Питер сделал в детской звуконепроницаемые стены.
– Это чтоб ваша жена не слыхала, как плачет маленький? – спросил рабочий, который ему помогал.
– Да, чтоб она не слыхала, – ответил Питер Xopн. Они почти никого у себя не принимали. Боялись – вдруг кто-нибудь наткнется на Пая, маленького Пая, на милую, любимую пирамидку.
– Что это? – спросил раз вечером один гость, отрываясь от коктейля, и прислушался, – Какая-то пичужка голос подает? Вы никогда не говорили, что держите птиц в клетках, Питер.
– Да, да, – ответил Питер, закрывая дверь в детскую, – Выпейте еще. Давайте все выпьем.

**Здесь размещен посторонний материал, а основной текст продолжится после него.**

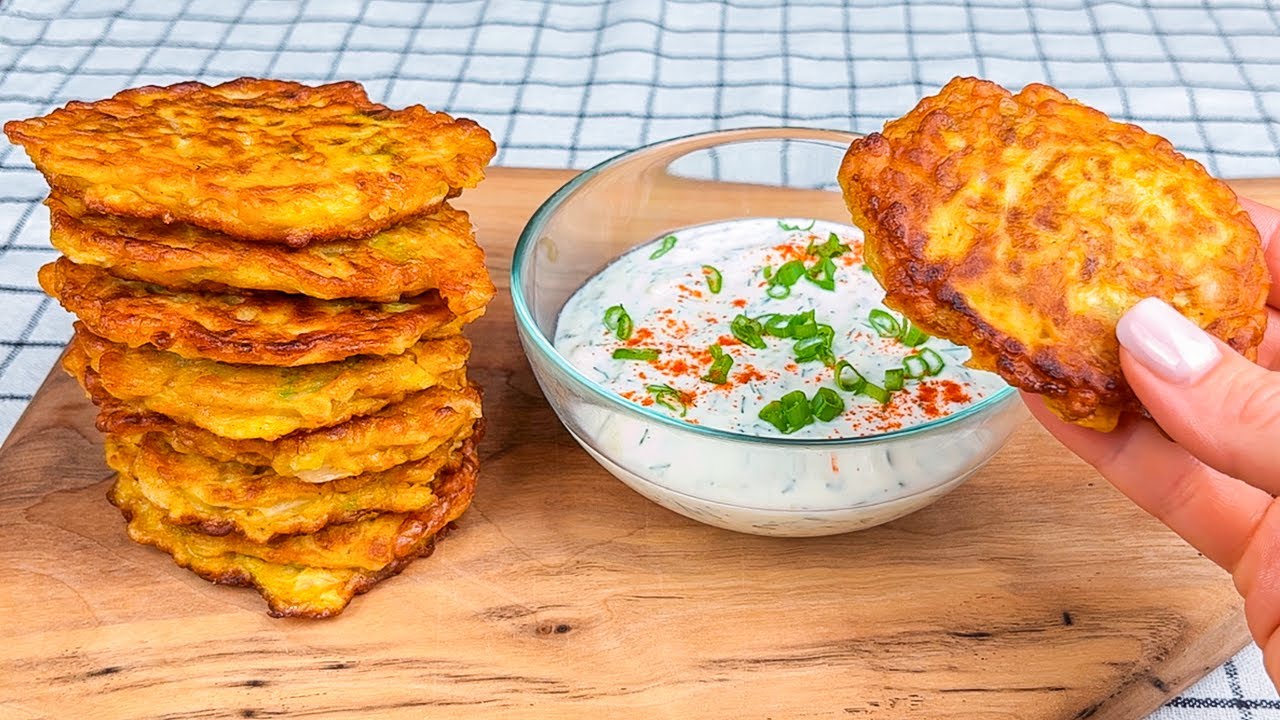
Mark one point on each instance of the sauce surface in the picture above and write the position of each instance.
(681, 294)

Было так, словно они завели собаку или кошку. По крайней мере, так на это смотрела Полли. Питер Хорн незаметно наблюдал за женой, подмечал, как она говорит о маленьком Пае, как ласкает его. Она всегда рассказывала, что Пай делал и как себя вел, но словно бы с осторожностью, а порой окинет взглядом комнату, проведет ладонью по лбу, по щеке, стиснет руки – и лицо у нее станет испуганное, потерянное, как будто она давно и тщетно кого-то ждет.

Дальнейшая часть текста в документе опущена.